Temperature is horrible, - 270°C to keep hydrogen liquid.
Boiloff is a huge PITA
And the non negligible risks of explosion if too much gaseous hydrogen in the near atmosphere.
...
REL process for ammonia aircraft looks much less risky if only because NH3 properties are so much closer from Jet-A.
 
I shudder at the thought of 10 000+ hydrogen cars per day on my town motorway - Bordeaux, which is on the top three french cities for both traffic and arseholes lunatic drivers - only behind Marseille and Paris...
Electric hybrid methanol or ammonia cars, maybe, but LH2 ? Over my dead body !
 
A leaking gasoline tank is a lot more dangerous than a leaking hydrogen tank. Gasoline tends to pool underneath the car and vapors can easily mix with the air, which is why its used in the movie industry for all those nice Michael Bay explosions. Hydrogen being lighter than air will rise and tends to diffuse making it hard to reach the right concentrations to explode. Also a hydrogen fireball will rise as seen in the Hindenburg disaster (which saved a lot of the passengers and crew) while a gasoline fireball will stick close to the ground. As far as safety goes, I'll take a hydrogen car over a gasoline car any day.

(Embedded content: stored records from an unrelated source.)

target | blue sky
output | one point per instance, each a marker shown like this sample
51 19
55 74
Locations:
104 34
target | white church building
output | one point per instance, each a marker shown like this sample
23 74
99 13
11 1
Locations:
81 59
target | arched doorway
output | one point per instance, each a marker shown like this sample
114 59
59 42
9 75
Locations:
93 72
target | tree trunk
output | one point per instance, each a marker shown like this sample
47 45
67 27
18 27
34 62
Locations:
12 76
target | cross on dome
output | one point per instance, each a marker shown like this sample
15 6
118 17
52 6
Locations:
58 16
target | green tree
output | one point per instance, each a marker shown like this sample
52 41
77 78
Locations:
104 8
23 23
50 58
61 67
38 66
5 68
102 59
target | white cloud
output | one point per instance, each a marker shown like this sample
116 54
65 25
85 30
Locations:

BTW the Hydrogen disaster was primarily caused by its incredibly flammable skin (akin to thermite) more than its hydrogen filled bladders.
This, happily, is completely false; it was a piece of fake news put about by one developer of airships to deflect concerns about the safety record of hydrogen. The aluminiumised fabric used on the Hindenburg is about as dangerous as the metal in an aluminium drinks can; demonstrations have been done wuth surviving samples from the Hindenburg and even a gas torch didn't ignite it; you won't get it to burn unless you grind it into a powder and mix it with rust....

SRJ.
 
The introduction of Liquid Hydrogen into service on aircraft would require a massive amount of reworking of taxiways and gates at airports, as aircraft would need to be built larger. This would probably be down to either using external tanks, or a completely separate fuselage. Either way, something must be done.
 
Well, structural holding of LH2 is the goal we have to reach. We had a lot of metallic foams R&D only a decade ago for example that stalled with the predominance of composite and all the buzz words that came with it. But ideally a foam (any type by the way) can be seen as the ideal holding tank.
Then there are all the substitutes chemicals transports of LH2 that still hold a significant portion of Hydrogen easily available (ammonia (liquid or in grain)).
The road is long before any Airport modification
 
Bye Aerospace Unveils 8-Seat All-electric eFlyer 800

DENVER, Colorado – April 22, 2021 – Bye Aerospace has announced an eight-seat all-electric twin turbo-prop class airplane, the eFlyer 800™, in response to growing demands for regional all-electric airplanes with significantly reduced operating costs, plus increased capacity and utility.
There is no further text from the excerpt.